Not only is it getting more expensive to mine phosphate in the US, but Florida’s reserves are running out. One only needs to look at the Port of Tampa’s steadily declining tonnage statistics to confirm this fact. Other countries such as Africa, Australia, and China have dramatically stepped up their production of phosphate, but there are two problems with this: one, phosphate is a non-renewable resource and two, it will cost the US more and more to acquire it as the cost of energy continues to rise. The environmental problems also present further risks and costs.
Massive Dead Zones
Another equally important source of food for humans comes from our oceans, and there is little doubt that we are over harvesting sea life in conjunction with the destruction of their fragile habitats. One of those destructive agents is phosphate. The Bread Basket of America, or the Midwestern US, is pumping vast quantities of phosphate in to the massive watershed that eventually makes up the Mississippi River. Every summer, an enormous dead zone roughly the size of New Jersey forms in the Gulf at the mouth of this very river. A similar occurrence to the Gulf happens in Tampa Bay but of smaller size.
Impacts on Tourism
Also here in Florida, scientists have confirmed that runoff starting in Orlando steadily makes its way down the river systems running through the heart of the state. It finally reaches reefs near the Keys and slowly destroys them. Work is being done to leach out excess phosphate, nitrogen, and other toxins, but it may be too late.
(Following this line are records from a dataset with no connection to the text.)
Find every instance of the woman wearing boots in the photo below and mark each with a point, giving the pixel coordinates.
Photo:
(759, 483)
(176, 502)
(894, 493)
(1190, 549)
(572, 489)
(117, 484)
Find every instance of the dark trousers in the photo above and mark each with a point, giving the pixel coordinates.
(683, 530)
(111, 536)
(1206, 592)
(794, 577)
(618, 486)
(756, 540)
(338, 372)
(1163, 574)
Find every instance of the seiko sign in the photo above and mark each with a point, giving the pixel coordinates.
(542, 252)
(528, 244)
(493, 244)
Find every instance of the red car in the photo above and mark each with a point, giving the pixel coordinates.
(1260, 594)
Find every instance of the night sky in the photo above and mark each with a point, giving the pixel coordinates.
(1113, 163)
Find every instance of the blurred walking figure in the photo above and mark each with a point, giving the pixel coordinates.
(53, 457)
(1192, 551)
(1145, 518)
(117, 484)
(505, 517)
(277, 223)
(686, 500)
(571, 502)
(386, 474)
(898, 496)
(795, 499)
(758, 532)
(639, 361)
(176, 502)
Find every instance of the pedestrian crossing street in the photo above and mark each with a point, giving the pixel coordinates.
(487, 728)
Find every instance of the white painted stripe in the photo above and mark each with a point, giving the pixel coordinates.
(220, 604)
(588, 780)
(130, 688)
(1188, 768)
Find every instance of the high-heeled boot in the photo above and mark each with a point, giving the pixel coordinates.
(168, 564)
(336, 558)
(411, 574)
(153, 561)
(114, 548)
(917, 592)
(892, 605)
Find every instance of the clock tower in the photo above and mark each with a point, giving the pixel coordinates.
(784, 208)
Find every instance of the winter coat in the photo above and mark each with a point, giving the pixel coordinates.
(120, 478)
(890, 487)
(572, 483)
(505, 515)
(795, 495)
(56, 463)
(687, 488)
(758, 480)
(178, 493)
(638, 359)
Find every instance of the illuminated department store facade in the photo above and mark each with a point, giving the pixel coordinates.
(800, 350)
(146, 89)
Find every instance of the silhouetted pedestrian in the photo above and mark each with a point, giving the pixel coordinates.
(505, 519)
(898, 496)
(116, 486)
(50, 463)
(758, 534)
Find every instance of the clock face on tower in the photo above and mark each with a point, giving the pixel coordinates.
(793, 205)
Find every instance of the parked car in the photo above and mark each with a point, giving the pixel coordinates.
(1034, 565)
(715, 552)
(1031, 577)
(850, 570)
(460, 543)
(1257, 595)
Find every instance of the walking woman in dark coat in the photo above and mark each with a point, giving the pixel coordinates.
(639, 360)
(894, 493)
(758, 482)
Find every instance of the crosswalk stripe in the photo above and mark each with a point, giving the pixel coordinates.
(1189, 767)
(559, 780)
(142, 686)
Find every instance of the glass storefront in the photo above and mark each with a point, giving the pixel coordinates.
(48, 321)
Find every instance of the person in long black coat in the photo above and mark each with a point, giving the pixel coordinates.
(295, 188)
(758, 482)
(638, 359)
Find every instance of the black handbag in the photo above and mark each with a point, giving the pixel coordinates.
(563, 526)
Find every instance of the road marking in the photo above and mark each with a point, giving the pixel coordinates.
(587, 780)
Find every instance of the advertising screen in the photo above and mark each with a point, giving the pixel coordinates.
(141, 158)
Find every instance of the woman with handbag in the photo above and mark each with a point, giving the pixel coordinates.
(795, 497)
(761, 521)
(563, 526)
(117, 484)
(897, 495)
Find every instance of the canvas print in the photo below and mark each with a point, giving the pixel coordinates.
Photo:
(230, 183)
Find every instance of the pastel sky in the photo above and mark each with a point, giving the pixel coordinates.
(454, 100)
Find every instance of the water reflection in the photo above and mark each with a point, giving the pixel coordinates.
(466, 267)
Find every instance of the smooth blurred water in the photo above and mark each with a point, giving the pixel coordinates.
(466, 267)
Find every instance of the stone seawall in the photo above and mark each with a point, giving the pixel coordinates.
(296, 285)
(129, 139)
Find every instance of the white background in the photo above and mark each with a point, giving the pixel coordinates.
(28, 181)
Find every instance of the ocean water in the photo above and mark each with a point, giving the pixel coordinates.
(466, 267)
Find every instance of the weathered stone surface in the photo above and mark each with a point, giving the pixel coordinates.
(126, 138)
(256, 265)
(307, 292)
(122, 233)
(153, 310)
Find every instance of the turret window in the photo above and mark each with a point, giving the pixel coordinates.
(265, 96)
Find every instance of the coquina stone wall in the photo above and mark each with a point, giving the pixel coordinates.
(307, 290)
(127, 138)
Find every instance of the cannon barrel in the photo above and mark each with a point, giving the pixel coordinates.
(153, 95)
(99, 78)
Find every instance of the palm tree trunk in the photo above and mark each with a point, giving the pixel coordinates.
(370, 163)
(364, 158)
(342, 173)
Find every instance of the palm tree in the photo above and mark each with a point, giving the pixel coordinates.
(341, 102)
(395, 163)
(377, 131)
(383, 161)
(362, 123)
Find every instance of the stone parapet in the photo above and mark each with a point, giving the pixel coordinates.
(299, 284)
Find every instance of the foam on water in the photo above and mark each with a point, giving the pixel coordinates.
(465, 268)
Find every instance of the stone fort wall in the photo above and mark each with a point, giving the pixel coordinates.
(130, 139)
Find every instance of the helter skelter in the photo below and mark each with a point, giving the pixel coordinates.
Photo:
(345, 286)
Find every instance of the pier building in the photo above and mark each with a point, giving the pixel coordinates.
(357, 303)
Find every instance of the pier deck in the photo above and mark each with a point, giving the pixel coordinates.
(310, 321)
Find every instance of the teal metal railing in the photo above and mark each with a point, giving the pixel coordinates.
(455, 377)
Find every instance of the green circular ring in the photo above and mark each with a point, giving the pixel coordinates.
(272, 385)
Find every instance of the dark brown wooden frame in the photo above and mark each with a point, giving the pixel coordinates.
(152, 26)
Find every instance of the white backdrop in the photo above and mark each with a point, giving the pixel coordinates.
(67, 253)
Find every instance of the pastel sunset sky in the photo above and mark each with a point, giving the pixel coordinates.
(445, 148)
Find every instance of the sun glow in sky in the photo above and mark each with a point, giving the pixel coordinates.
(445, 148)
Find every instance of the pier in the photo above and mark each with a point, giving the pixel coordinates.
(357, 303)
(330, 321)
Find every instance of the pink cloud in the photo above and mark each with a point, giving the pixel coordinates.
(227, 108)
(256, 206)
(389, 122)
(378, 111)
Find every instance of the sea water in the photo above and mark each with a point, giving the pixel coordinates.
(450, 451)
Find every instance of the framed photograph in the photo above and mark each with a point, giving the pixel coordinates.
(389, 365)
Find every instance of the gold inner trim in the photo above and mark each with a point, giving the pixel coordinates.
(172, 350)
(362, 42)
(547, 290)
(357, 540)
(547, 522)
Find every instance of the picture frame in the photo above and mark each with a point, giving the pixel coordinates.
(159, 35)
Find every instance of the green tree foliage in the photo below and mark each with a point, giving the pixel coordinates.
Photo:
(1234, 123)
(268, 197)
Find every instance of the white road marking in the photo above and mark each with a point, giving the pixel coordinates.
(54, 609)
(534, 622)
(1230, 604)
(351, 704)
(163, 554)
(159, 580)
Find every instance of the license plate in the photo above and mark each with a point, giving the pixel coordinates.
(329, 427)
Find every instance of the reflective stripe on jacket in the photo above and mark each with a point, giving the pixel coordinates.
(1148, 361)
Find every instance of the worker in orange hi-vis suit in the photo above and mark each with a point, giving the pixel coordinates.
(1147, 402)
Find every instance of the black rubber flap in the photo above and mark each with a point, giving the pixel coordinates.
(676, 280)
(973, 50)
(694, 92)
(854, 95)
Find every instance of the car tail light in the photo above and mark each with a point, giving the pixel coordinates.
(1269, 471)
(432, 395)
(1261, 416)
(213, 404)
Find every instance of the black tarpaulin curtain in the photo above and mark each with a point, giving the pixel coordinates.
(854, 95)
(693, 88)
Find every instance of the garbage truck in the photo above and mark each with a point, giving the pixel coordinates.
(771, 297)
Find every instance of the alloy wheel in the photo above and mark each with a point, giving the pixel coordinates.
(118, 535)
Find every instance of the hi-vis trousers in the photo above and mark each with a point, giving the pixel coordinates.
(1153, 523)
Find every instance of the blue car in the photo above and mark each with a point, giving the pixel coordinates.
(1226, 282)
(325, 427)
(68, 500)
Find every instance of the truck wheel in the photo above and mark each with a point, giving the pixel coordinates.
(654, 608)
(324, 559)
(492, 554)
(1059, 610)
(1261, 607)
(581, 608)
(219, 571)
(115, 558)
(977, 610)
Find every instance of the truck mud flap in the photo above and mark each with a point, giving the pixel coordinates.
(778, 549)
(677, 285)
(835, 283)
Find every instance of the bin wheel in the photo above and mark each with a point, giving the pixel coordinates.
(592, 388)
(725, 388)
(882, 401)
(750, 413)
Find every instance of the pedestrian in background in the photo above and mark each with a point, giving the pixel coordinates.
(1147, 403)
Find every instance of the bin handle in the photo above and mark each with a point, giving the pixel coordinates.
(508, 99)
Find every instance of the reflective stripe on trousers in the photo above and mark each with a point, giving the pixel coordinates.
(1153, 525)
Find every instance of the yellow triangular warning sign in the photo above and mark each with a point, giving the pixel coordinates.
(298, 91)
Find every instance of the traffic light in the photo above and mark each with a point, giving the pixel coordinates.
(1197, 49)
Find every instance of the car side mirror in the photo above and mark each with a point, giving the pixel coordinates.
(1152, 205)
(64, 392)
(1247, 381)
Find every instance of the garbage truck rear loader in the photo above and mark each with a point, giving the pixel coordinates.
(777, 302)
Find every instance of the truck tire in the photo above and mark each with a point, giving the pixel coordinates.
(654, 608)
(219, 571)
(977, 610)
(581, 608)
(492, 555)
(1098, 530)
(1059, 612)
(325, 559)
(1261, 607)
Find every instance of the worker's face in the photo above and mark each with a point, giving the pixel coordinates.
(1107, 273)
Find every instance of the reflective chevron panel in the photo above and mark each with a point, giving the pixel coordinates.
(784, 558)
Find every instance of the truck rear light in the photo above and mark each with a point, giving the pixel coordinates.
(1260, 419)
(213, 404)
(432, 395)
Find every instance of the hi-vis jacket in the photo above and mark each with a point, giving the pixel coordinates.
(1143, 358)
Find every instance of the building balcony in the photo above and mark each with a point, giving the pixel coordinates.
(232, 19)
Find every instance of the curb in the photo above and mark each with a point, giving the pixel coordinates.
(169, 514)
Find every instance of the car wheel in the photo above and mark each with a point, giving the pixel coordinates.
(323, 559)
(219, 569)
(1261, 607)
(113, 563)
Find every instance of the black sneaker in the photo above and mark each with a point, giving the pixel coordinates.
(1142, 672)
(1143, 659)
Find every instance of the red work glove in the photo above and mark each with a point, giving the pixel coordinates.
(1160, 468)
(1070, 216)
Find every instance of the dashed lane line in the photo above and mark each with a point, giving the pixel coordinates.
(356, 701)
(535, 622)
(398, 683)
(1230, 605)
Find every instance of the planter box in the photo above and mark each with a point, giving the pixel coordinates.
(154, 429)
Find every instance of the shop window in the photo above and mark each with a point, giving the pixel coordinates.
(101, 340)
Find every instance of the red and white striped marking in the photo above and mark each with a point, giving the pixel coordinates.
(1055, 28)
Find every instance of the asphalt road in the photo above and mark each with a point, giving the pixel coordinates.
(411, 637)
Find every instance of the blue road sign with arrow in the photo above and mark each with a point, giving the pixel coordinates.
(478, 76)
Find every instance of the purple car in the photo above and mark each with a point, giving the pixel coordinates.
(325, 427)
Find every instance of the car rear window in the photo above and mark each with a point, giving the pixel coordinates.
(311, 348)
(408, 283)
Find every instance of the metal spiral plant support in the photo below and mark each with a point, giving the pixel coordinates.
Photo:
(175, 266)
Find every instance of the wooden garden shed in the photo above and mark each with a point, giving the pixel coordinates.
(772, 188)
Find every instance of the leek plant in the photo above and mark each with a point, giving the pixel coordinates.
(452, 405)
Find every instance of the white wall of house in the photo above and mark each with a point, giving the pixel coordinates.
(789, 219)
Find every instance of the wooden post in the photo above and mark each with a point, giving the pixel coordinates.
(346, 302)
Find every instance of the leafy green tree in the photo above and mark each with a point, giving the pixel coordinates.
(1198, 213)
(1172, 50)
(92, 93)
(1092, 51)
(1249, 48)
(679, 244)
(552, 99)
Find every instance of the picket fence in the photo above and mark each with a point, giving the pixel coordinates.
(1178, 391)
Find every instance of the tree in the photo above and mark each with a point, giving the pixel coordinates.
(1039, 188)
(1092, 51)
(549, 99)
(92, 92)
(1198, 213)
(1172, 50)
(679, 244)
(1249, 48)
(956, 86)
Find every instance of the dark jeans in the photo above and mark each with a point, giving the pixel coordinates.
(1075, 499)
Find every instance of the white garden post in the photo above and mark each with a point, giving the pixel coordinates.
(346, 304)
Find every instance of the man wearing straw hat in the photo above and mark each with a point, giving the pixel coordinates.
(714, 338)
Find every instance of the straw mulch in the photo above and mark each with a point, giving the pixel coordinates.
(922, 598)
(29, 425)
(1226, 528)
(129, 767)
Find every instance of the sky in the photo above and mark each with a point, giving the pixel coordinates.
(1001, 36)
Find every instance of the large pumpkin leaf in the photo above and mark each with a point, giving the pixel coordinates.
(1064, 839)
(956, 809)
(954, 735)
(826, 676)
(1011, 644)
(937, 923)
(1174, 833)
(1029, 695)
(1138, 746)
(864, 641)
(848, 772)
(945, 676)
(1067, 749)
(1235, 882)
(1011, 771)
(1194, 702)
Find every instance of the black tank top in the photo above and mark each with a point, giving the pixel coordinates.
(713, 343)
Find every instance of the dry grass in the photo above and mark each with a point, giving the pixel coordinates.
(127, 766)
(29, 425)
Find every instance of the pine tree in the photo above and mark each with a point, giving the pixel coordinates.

Further degradation to Florida’s fisheries and recreational opportunities can have enormous and negative economic impacts.
I do not want to ignore or discount the economic ramifications of a declining phosphate industry in Florida. It has long created jobs in mining, production, and shipping. But Florida and specifically Tampa Bay has a long history of reinventing itself and discovering new sources of revenue. From Henry Plant’s railroads to farming and ranching to the cigar industry, we’ve seen the ebb and flow of successful enterprises.
What can be done about all of this?
There are alternative local sources of phosphate including, compost, bonemeal, and urine diversion, but we need to tackle the amount of phosphate we waste. The National Resources Conservation Service (NRCS) needs to work with communities and farmers to control the degradation of land and harmful runoff.
Steps in the right direction have recently been taken. Agricultural Secretary Tom Vilsak has made $320 million available for conservation projects in a number of key states along the Mississippi River Basin.
Meanwhile, you can seek out food sources that are closer to home and encourage localized organic farming. You can even start your own vegetable gardens. None of this will eradicate our reliance on large scale farming practices, but it will save energy and provide food that is far better for us and our planet.
Are there any interesting steps you take to feed your family?